My opposition also entails this ``copy the West'' mentality, which has been proven to be ineffective, as this is not the West and if people want jobs and life to be ``like back home'' then they should return there and find employment outside of the Eastern world.
It means that we do not force or demand that Western ways be implemented before a native English teacher begins employment.
The ability to adapt to the Eastern practices is vital for good business relationships but this is a vice versa application as Korean employers need to learn that foreigners are not Korean and it should not be assumed they can be treated in disrespectful manner.
Adjustments take time and patience needs to be a part of the equation on both sides of the industry. It should be done with a minimal of regulations as too many laws soon ruin the purpose of why this industry was created.
It is suggesting that people be adults and act according to the profession and position granted them and reminding them that they are in a different culture with different rules and what they could do ``back home'' is not always the smart thing to do here. (Again this applies to both sides of the issue).
That is just one point, the real issue I want to address with these few words is that the need for these new regulations are redundant at best for the simple reason of ``the contract.''
Native English teacher's lives are governed in part by the wording of the contract which lays out what is expected of them. Then when both parties sign at the end of the document, they are giving their word they will abide by the agreed articles of employment.
In these contracts, there has always been a clause that states the native English teacher needs to submit to a physical exam. It is simply worded and by the signatures, it is agreed to be done, no fuss, no mess and can be done simply. If the native teacher's health doesn't meet a governmental guideline then the appropriate action can be taken.
Then regarding criminal record checks, it must be stated that the absence of one does not guarantee that the employee is not a criminal nor does it guarantee they will not commit a crime. Nor does having a criminal record guarantee that the person is a criminal or that they will continue to break the law.
Again, in our contracts is a clause that bars native English teachers from engaging in criminal activity. If they do, then they lose their jobs, and are deported back to their home country. This alone is a big enough deterrent for the majority of foreigners, as such an act would cause them to lose face with their own family and friends.

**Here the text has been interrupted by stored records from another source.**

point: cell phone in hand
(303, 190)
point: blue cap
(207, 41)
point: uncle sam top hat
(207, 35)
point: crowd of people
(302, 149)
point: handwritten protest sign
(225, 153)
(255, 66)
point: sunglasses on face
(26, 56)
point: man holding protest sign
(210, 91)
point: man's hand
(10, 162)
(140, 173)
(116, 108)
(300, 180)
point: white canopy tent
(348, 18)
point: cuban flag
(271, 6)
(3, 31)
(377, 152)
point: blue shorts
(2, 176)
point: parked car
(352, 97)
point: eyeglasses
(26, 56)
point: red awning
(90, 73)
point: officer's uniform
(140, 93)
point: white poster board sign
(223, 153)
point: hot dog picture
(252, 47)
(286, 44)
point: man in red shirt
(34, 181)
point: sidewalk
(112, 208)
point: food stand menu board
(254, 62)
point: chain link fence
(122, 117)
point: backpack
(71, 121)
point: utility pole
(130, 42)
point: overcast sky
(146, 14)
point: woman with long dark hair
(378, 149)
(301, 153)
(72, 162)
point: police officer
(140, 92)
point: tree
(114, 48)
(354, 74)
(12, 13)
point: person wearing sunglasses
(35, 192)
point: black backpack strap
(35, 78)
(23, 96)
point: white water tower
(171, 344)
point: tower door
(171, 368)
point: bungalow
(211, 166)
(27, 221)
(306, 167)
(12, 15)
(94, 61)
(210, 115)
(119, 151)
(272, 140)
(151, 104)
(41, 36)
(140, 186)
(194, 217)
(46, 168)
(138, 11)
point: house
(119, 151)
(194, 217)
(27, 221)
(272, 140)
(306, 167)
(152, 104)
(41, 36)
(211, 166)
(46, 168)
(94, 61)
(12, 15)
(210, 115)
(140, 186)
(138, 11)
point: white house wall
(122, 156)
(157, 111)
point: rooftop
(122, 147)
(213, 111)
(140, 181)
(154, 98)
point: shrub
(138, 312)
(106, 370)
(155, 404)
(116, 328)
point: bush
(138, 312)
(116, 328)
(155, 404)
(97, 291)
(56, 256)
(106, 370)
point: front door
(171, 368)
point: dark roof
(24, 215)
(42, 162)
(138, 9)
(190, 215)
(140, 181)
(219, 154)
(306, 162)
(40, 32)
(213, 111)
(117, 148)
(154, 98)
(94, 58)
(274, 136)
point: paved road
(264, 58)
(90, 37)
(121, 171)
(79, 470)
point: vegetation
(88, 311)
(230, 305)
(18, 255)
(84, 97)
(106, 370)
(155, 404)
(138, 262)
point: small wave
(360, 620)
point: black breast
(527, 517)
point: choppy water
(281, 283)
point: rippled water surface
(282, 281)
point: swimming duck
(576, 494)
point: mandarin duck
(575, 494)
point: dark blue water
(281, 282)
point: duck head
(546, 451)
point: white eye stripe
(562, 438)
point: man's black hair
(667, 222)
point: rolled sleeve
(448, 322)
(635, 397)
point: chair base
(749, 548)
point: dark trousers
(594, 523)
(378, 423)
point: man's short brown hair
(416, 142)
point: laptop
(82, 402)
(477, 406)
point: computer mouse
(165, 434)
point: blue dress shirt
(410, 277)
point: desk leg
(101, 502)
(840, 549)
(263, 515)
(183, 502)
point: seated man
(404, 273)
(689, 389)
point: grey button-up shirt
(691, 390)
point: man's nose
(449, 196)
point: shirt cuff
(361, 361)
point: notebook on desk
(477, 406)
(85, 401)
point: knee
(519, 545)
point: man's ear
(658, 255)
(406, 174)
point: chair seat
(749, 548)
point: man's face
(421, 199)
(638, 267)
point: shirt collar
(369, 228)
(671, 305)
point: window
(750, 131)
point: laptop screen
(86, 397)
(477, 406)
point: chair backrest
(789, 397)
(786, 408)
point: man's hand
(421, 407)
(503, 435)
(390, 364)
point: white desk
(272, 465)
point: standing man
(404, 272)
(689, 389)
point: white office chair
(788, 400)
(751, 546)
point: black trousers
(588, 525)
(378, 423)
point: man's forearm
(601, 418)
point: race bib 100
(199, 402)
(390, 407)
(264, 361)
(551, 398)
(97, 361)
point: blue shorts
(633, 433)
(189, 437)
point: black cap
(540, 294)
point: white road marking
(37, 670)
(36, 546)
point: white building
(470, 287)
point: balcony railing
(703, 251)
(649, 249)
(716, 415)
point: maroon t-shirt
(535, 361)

Then to deal with the alcohol and drug use problem, our contracts already cover such misbehavior and provisions are made to remove such people, who abuse those areas of life, from the classroom and the school. Ultimately from the country as well as drug use is illegal thus the native teachers would have no grounds to remain in Korea.
Finally, it should be said that the new regulations are not fair to the employees of the Korean Consulates and Immigration services around the world. All they do is create more work for probably already overworked people and they create many logistical problems for foreigners as consulates are not located in convenient cities for most prospective teachers.
These new regulations actually create a redundancy that could easily be avoided if employers and the Korean government learned to enforce the articles in our contracts.
Seeing that we have these rules already in place or such contracts could be easily re-written to meet the security needs of this industry, it would be wiser to not implement rules, which would cause unnecessary expense of time and money, make it harder to bring teachers to this country and would make Korea look better as it sought the smart ways to deal with the problems they think are present.
We do not need more regulations, overreactions or paranoia involved in this industry, we do need level-headed thinking that won't provide false senses of security and which do not solve the issues.